Before you go swimming, it’s important to know what you’re jumping into. So while you’re tackling your job search, it’s good to look at the data first. Know who you’re up against. Take some time before that big interview to study the stats, learn the ropes of your industry, and understand its past, present and how you can improve its future.

GE has gone above and beyond looking at the data by asking “Who’s been working in America?” They’ve put together a comprehensive, interactive visualization that explores the past 50 years of working in America which can help you quickly and efficiently understand some of the data. Play with this tool—you can look at it from tons of angles—by sector, age, or gender.

Slide the green bar across the timeline to see how roles have changed, or look at the graph of all years to show workforce growth over the past 50 years. Hover over each detail for explanations and statistics. For example, from 1960 to 2000, the ratio of working US women to men rose from 48% to 82%. In the last decade, however, it fell to 81%. This stagnation can easily be attributed to the huge rise in unemployment from 2008 to 2009 across both male and female workers.

Looking closer at the viz, it shows that women in the workforce reached its highest level in 2008, representing 42% of total American workers, but then in 2009, that figure dipped steeply when almost 2 million women left the workforce.
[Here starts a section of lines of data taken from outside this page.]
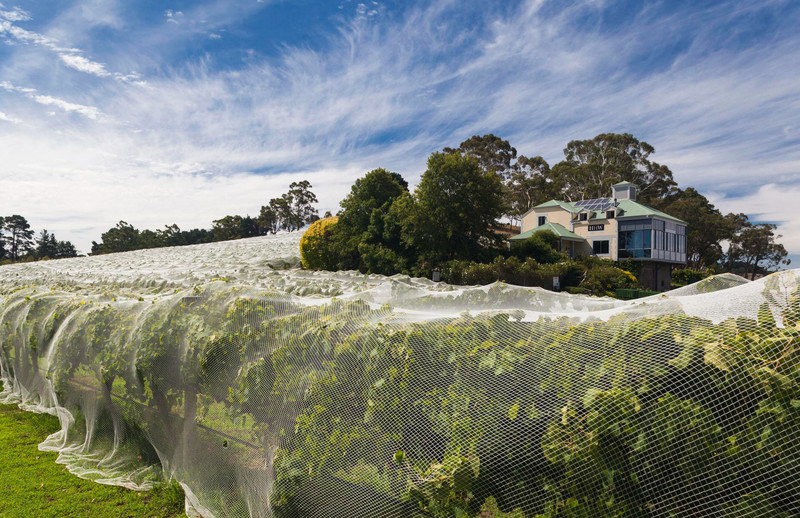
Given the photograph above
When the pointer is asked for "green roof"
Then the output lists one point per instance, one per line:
(630, 209)
(555, 228)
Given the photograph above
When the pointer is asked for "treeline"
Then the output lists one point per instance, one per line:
(291, 211)
(453, 213)
(18, 243)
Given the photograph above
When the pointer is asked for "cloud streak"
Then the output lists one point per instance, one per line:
(387, 89)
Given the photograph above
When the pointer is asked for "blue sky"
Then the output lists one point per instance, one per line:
(182, 112)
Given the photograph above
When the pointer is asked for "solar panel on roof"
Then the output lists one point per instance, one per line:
(593, 204)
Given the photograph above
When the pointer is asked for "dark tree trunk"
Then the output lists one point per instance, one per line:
(163, 412)
(116, 419)
(189, 423)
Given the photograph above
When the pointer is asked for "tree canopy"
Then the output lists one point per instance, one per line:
(592, 166)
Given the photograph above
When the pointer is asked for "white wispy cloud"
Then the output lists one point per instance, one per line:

Now the job market has remained fortunately stable, but this visualization created by GE of the historical trends in American labor can help arm you in your search today. In the end, as long as you stay focused on the details and study the data, you’ll be one step ahead, and a resource like GE’s “Who’s Been Working in America?” doesn’t come around too often. After all, knowledge is power, and knowing all the data could empower you to land your dream job.